MSSI researchers are using the behaviour patterns of wildlife in nature to understand how nanoparticles may be moving or ‘swarming’ on the surface of a material in order to develop the tiniest possible circuits for electronic device technologies. Teaming up with computer giant IBM UL’s Dr Damien Thompson’s has been examining tracks made by armies of tiny objects on surfaces to learn how and why the particles swarm into complex patterns. Dr Thompson believes these rules will help scientists to write at the atomic scale, assembling networks of nanoparticles that will provide the tiniest possible circuits for electronic device technologies.
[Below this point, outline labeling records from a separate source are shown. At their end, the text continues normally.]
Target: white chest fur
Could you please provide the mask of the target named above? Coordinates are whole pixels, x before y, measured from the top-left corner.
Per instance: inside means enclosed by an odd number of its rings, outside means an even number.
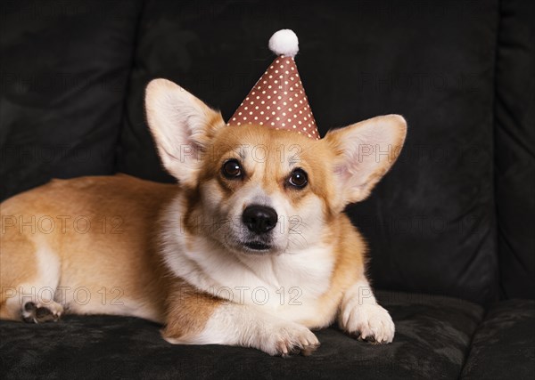
[[[178,213],[168,217],[162,254],[175,275],[204,292],[280,318],[317,319],[317,300],[329,287],[334,264],[328,247],[279,255],[236,255],[204,236],[186,237],[177,228]]]

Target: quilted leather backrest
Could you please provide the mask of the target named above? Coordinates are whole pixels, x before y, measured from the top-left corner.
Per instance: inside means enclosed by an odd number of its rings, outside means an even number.
[[[141,1],[4,1],[0,199],[115,171]]]

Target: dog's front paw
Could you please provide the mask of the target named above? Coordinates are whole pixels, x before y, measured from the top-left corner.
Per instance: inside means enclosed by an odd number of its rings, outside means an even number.
[[[384,308],[378,304],[348,306],[340,316],[342,328],[359,340],[379,344],[392,342],[396,329]]]
[[[257,345],[257,344],[255,344]],[[309,328],[293,322],[276,323],[265,328],[257,348],[272,356],[308,356],[319,347],[319,341]]]

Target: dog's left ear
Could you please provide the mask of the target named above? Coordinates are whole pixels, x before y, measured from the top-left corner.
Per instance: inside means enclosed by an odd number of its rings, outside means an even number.
[[[334,174],[340,204],[366,198],[398,158],[407,134],[407,122],[399,115],[381,116],[324,138],[335,153]]]
[[[225,125],[221,114],[166,79],[147,85],[145,110],[163,166],[183,185],[192,185],[202,153]]]

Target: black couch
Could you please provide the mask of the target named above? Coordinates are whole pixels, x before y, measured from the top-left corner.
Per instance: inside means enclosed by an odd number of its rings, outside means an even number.
[[[144,86],[171,79],[229,117],[300,37],[320,133],[402,114],[406,146],[348,208],[396,323],[372,345],[336,327],[310,357],[181,346],[133,318],[0,321],[4,378],[532,378],[535,7],[531,1],[4,1],[2,199],[54,177],[161,168]]]

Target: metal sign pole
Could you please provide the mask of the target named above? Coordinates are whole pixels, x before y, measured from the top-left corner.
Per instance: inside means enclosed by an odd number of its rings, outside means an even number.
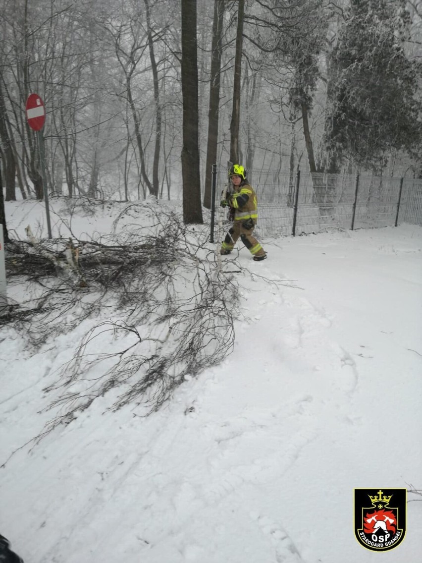
[[[3,238],[3,225],[0,224],[0,311],[2,307],[7,305],[5,242]]]
[[[46,175],[46,153],[44,149],[44,137],[42,129],[38,132],[38,144],[39,145],[39,162],[41,165],[41,175],[43,178],[43,188],[44,189],[44,199],[46,202],[46,214],[47,215],[47,228],[48,231],[48,238],[51,236],[51,224],[50,222],[50,210],[48,204],[48,189],[47,185],[47,176]]]

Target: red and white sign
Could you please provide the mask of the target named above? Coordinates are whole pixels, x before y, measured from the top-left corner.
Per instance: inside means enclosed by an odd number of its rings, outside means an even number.
[[[25,106],[26,119],[31,129],[41,131],[46,120],[46,109],[44,102],[38,94],[30,94]]]

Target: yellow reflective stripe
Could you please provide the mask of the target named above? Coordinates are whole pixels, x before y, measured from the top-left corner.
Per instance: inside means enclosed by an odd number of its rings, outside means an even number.
[[[239,221],[240,219],[257,219],[258,213],[257,212],[250,211],[236,211],[235,215],[235,221]]]
[[[256,254],[257,252],[259,252],[262,248],[262,247],[259,243],[258,243],[257,244],[254,244],[252,248],[249,249],[249,250],[251,254]]]
[[[221,244],[221,248],[223,250],[233,250],[234,245],[234,244],[230,244],[227,243],[223,242]]]

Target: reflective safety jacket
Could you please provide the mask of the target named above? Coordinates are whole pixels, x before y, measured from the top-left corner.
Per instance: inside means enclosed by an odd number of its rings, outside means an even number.
[[[257,224],[258,211],[257,208],[257,194],[249,184],[241,184],[231,196],[229,202],[230,207],[235,211],[235,221],[245,221],[252,219],[254,225]]]

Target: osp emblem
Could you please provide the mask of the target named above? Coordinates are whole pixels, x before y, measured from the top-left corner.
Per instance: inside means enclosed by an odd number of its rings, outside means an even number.
[[[402,542],[406,533],[406,489],[354,489],[354,534],[364,547],[387,551]]]

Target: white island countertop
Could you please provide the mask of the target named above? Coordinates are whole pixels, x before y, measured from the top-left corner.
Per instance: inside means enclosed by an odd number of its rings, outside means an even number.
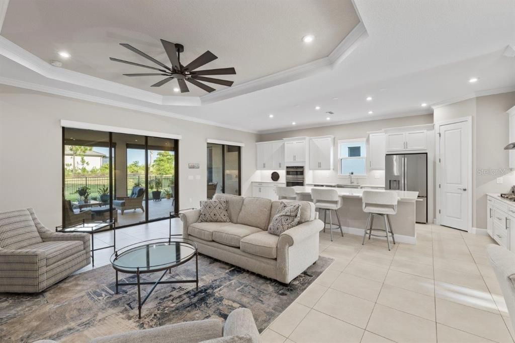
[[[336,188],[332,187],[313,187],[312,186],[295,186],[293,187],[297,194],[311,195],[311,190],[320,188],[322,190],[336,190],[338,195],[343,198],[362,198],[364,191],[372,191],[373,192],[395,192],[399,196],[399,201],[406,202],[415,202],[418,196],[418,192],[409,191],[385,191],[384,190],[362,190],[357,188]]]

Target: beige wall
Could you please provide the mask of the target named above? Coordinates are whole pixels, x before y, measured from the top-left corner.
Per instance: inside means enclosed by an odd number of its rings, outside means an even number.
[[[181,135],[180,209],[198,207],[199,201],[205,198],[206,139],[230,137],[245,144],[242,150],[242,193],[251,194],[256,134],[2,85],[0,211],[33,207],[49,227],[60,224],[62,119]],[[200,168],[188,169],[188,163],[199,163]]]
[[[466,116],[472,117],[472,226],[486,229],[486,194],[506,193],[514,183],[508,172],[508,115],[515,106],[515,92],[469,99],[435,109],[435,123]],[[502,173],[503,170],[506,170]],[[485,174],[483,170],[493,170]],[[497,177],[503,178],[498,184]]]

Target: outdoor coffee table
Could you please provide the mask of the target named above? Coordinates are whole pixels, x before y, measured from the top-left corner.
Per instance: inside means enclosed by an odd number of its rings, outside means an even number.
[[[184,264],[195,258],[196,278],[194,280],[177,280],[162,281],[166,272],[171,273],[171,268]],[[119,286],[138,286],[138,316],[141,318],[141,307],[158,284],[195,283],[198,289],[198,251],[193,241],[181,238],[164,238],[150,239],[132,244],[116,250],[111,256],[111,264],[116,271],[116,293]],[[142,274],[163,271],[157,281],[141,281]],[[121,283],[118,272],[135,274],[136,282]],[[146,296],[141,300],[141,285],[153,285]]]

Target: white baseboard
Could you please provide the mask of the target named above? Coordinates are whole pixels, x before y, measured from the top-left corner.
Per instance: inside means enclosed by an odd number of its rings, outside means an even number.
[[[344,229],[344,232],[345,233],[349,233],[350,234],[355,235],[356,236],[361,236],[362,237],[363,237],[363,235],[365,234],[364,229],[349,228],[345,226],[343,227],[342,229]],[[415,234],[416,234],[416,233]],[[375,238],[379,238],[380,239],[384,239],[385,241],[386,240],[386,237],[376,237]],[[417,244],[417,237],[396,234],[395,242],[396,243],[398,242],[400,243],[407,243],[408,244]]]

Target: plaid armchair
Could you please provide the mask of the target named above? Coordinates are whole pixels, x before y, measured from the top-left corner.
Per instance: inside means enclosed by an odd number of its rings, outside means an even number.
[[[122,215],[124,215],[124,211],[127,210],[134,210],[141,209],[144,212],[145,208],[143,207],[143,197],[145,196],[144,187],[133,187],[132,192],[128,197],[123,198],[117,198],[116,200],[113,200],[113,206],[116,210],[122,211]]]
[[[87,266],[90,239],[50,231],[32,209],[0,213],[0,293],[40,292]]]

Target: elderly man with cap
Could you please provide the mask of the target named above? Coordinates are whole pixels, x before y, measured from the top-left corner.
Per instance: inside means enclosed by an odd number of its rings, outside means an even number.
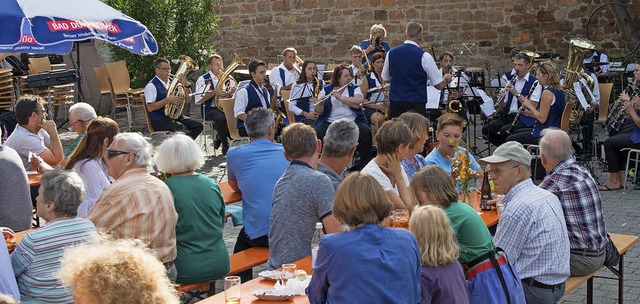
[[[495,243],[522,278],[527,303],[557,303],[569,277],[569,237],[560,201],[533,184],[531,155],[520,143],[506,142],[480,162],[491,165],[495,191],[505,195]]]

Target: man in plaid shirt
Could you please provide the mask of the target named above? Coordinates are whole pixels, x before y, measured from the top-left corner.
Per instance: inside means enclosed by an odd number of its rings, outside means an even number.
[[[540,184],[560,199],[571,245],[571,275],[583,276],[602,266],[607,232],[598,185],[573,158],[569,135],[544,130],[540,139],[542,166],[548,175]]]

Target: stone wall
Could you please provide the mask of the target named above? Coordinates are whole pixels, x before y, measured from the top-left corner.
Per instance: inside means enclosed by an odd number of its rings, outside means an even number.
[[[214,9],[222,20],[212,43],[225,60],[236,52],[245,59],[277,62],[284,48],[295,47],[305,58],[335,63],[346,59],[351,45],[368,38],[372,24],[383,24],[386,40],[394,46],[402,43],[406,23],[418,21],[425,27],[425,50],[460,54],[463,43],[473,45],[454,64],[489,64],[497,71],[510,66],[508,54],[514,48],[566,56],[568,45],[562,37],[584,35],[589,15],[604,2],[220,0]],[[638,1],[625,2],[640,13]],[[624,53],[628,47],[609,7],[594,16],[590,33],[608,54]]]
In new work reported in Nature Scientific Reports (Full Paper) Dr Thompson has teamed up with experimental partners at IBM-Zurich to observe the very earliest stages of pattern formation. The two groups combined theory and experiments to measure the atomic scale driving force that compels tiny, single-nanometer sized fullerene molecules, or “Bucky balls”, to assemble over time into self-repairing, tightly-packed clusters on gold surfaces.
By learning the rules by which these molecules play, Thompson’s group hope to contribute to the emerging field of organic computing, seeking to design and implement new, nature-inspired computer algorithms that can be used to program new materials and could eventually lead to the realisation of evolvable hardware.
Professor Mike Hinchey of the LERO Irish Software Research Center at UL comments that “swarm-based and autonomic computing approaches have proven of great value in building self-healing, self-adaptive, and ultimately self-governing software systems where combining many instances of reasonably simple components can result in complex systems that can perform significant tasks.” He further enthuses that “this work shows great promise in self-assembly and self-healing that are likely to greatly advance research in this field and contribute significantly to more efficient and more exciting systems.”